计算彩票赔率 - 关于代码的问题

Question

I was analyzing the following code concerning Lottery Odds and I have 2 questions:

• why do we need to set lotteryOdds' value to 1 first (also, is it a usual situation in calculations of this type?)

• I know the formula used for counting the odds (n*(n-1)...(n-k+1)/(1*2...*k), but if someone explained me how it works in accordance to repeating the "for" loop, I'd appreciate.
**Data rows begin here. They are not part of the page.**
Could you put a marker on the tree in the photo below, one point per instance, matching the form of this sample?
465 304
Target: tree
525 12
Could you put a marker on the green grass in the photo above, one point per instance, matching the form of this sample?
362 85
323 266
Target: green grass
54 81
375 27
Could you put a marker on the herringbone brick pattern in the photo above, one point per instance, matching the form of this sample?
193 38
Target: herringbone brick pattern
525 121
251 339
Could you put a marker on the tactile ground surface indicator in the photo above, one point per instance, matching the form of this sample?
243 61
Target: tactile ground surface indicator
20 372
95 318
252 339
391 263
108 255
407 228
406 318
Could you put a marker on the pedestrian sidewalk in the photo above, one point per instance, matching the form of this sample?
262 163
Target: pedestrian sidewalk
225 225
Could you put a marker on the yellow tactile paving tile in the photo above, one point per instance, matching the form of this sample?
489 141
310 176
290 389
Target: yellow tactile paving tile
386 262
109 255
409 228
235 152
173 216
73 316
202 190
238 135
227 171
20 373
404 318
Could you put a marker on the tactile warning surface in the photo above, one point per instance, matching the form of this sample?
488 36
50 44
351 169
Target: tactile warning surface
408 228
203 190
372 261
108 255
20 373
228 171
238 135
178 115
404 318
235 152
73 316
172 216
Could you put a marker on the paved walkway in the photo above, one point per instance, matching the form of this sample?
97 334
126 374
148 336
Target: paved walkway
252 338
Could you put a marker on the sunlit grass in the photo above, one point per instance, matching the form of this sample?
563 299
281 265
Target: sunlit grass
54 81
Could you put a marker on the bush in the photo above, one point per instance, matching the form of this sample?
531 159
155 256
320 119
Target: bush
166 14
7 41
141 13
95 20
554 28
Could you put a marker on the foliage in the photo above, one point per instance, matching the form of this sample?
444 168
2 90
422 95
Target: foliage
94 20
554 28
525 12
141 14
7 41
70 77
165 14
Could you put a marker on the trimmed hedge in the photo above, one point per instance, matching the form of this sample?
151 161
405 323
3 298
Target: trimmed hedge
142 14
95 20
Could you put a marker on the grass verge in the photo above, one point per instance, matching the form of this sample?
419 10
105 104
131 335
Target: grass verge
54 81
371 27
   import java.util.Scanner; public class LotteryOdds { public static void main(String[] args) { Scanner in = new Scanner(System.in); System.out.println(" How many numbers do you need to draw? "); int k = in.nextInt(); System.out.println(" what is the highest numbers you can do draw? "); int n = in.nextInt(); int lotteryOdds = 1; for (int i = 1; i <= k; i++) { lotteryOdds = lotteryOdds * (n - i + 1) / i; System.out.println("Your odds are 1 in " + lotteryOdds + " . Good luck!"); } }

  }

Answer 1

The lotteryOdds variable needs to be 1, because if you do 0 * something you will always get 0, so the program will always return 0. As for the loop, lets change the values and go trough the loop: First iteration:

lotteryOdds = 1 * (n - 1 + 1) / 1 = n / 1

Second iteration:

lotteryOdds = n * ((n - 2 + 1) / 2) = (n / 1) * ((n - 1) / 2) = n * ((n - 1) / 2) = ((n * (n - 1)) / (1 * 2)

Etc. So when you generalize it you get: (n * (n - 1)...(n - k + 1) / (1 * 2 ... * k) just like in the formula above.